- Theatrical release poster
- Directed by: Thirumalai–Mahalingam
- Written by: Usilai Somanathan
- Produced by: T. S. Adhinarayanan P. M. Nachchimuthu S. Sivaraman G. K. Selvaraj
- Starring: Ravichandran Kalpana
- Cinematography: G. Vittal Rao
- Edited by: A. Paul Duraisingam
- Music by: T. K. Ramamoorthy
- Production company: Sri Venkateswara Cinetone
- Release date: 16 December 1966;
- Running time: 121 minutes
- Country: India
- Language: Tamil

= Madras to Pondicherry =

Madras to Pondicherry is a 1966 Indian Tamil-language road comedy thriller film, directed by Thirumalai–Mahalingam and written by Usilai Somanathan. The film stars Ravichandran and Kalpana. It was released on 16 December 1966, became a commercial success, and was remade in Hindi as Bombay to Goa (1972).

== Plot ==

Mala, an aspiring film actress, leaves home because of her interest in this which is kindled by a group of thugs. One of them shoots a member of his gang, which she witnesses. To escape them, she jumps onto a running bus going from Madras to Pondicherry. The thugs hire an assassin to board the bus Mala is in to kill her. However, a man named Baskar also gets into the bus. Realising that Mala is in danger, he voluntarily saves her and ends up falling in love with her. Ultimately, it is revealed that Baskar is Mala's prospective bridegroom whom she tried to avoid by leaving her home.

== Production ==
Madras to Pondicherry was directed by the duo Thirumalai–Mahalingam, written by Usilai Somanathan, and produced under the banner Sri Venkateswara Cinetone by four people: T. S. Adhinarayanan, P. M. Nachimuthu, S. Sivaraman and G. K. Selvaraj. It was among the earliest road films in Tamil cinema. Suruli Rajan and Bava Lakshmanan shot for a scene at the Meenakshi Amman Temple.

== Soundtrack ==
The music was composed by T. K. Ramamoorthy.

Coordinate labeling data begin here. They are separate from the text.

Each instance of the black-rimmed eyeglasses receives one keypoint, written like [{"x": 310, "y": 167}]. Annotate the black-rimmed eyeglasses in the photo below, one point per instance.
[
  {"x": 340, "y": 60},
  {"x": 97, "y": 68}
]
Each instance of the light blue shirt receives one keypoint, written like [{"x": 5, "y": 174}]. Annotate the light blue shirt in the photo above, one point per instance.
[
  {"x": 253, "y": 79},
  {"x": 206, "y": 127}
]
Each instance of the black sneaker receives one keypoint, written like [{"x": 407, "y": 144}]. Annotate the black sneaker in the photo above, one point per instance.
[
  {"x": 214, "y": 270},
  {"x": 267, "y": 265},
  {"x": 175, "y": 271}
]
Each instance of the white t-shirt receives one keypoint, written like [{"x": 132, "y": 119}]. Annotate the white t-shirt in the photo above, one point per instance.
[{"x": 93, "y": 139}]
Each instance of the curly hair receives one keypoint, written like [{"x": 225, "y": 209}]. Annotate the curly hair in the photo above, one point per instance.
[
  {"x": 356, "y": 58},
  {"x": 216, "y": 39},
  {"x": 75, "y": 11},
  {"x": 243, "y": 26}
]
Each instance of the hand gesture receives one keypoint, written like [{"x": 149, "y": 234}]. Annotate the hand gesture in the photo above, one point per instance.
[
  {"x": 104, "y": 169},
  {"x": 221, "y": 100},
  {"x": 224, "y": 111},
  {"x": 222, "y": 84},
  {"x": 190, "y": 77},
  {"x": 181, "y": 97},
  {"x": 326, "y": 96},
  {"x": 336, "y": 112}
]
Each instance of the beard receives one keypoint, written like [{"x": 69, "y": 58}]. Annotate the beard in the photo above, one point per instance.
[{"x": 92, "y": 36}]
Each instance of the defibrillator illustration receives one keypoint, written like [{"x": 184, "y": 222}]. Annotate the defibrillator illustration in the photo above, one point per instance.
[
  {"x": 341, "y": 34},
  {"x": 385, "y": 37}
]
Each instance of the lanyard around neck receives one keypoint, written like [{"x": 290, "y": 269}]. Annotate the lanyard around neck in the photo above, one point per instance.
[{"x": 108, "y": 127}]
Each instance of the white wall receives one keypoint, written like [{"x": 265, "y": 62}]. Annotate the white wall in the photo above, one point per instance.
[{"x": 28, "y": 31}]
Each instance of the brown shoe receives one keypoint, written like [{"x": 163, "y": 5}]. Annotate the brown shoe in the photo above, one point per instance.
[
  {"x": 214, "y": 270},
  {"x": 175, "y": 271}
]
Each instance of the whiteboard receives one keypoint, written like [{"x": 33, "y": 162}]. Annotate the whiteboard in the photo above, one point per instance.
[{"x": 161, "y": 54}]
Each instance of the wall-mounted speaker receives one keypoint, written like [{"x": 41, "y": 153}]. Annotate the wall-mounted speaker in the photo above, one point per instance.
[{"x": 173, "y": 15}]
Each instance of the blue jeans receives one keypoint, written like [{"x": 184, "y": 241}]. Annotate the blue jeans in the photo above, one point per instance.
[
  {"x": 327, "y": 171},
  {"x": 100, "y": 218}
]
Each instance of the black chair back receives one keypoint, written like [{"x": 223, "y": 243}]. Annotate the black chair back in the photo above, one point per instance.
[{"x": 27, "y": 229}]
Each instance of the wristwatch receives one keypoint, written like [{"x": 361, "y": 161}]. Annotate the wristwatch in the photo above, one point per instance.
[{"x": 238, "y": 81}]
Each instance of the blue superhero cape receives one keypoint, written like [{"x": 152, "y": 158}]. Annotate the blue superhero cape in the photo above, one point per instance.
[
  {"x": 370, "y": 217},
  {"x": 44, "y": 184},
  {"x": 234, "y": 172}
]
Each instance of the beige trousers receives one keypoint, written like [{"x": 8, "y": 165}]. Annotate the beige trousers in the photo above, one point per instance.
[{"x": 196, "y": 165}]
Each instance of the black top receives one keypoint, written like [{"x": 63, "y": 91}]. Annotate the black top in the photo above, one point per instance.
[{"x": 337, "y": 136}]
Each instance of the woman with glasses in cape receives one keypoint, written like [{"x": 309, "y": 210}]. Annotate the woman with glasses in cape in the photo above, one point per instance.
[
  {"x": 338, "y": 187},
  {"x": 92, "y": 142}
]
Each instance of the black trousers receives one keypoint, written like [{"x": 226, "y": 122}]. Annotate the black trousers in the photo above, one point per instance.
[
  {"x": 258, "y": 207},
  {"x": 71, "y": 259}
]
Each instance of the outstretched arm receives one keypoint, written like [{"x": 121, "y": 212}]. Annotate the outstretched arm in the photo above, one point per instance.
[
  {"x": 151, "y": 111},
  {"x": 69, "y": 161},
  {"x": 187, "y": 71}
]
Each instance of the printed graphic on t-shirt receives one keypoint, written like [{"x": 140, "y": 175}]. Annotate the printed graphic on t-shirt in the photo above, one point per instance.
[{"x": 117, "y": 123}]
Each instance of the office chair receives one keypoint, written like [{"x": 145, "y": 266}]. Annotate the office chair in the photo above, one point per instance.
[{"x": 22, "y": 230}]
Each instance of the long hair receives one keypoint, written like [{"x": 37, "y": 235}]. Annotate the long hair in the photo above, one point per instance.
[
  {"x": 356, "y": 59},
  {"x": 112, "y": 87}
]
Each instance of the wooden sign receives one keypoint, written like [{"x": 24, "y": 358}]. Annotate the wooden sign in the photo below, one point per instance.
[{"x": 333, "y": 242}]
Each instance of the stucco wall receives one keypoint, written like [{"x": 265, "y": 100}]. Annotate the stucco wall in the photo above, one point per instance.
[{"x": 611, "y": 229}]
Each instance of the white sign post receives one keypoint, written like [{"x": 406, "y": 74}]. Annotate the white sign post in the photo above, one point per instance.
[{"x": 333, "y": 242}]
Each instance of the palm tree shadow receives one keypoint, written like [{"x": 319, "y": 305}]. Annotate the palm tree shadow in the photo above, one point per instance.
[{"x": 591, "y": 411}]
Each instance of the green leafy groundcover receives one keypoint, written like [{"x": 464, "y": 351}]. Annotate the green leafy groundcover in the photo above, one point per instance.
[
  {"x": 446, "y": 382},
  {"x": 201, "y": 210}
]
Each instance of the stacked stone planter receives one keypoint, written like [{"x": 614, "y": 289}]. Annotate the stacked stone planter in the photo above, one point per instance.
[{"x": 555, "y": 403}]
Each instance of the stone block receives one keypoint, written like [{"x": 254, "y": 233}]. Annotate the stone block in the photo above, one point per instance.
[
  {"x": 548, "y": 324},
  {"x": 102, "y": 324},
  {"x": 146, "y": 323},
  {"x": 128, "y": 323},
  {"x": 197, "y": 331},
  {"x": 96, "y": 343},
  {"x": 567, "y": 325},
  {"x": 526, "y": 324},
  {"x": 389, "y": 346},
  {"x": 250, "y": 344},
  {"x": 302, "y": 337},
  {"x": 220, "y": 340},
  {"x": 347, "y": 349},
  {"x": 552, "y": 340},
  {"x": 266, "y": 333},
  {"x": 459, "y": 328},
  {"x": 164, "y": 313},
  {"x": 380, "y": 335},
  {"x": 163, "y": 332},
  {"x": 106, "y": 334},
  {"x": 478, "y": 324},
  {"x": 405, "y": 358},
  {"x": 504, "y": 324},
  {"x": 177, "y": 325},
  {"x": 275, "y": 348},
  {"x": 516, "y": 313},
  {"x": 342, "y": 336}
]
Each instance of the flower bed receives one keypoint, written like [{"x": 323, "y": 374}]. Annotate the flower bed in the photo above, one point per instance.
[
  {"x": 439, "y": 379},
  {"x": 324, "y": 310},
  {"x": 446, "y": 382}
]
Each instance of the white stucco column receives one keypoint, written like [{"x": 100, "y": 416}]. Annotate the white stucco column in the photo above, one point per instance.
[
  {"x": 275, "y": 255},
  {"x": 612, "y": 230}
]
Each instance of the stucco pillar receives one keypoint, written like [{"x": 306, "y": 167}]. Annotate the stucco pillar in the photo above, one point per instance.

| Song | Singer | Lyrics | Length |
| "Enna Enthan" | T. M. Soundararajan P. Susheela | Namakkal Varadarajan | 4:05 |
| "Engey Payanam" | Alangudi Somu | 4:07 |
| "Malar Ponndra Paruvame" | T. M. Soundararajan | Panchu Arunachalam | 3:18 |
| "Hello My Friend Nenjathil Enna" | P. Susheela | Thanjai Vaanan | 3:26 |

== Release and reception ==
Madras to Pondicherry was released on 16 December 1966. Kalki appreciated Nagesh and Karunanidhi's performances, but felt the saloon comedy sequence was unnecessary, and criticised the film's story. Despite this, it became a commercial success.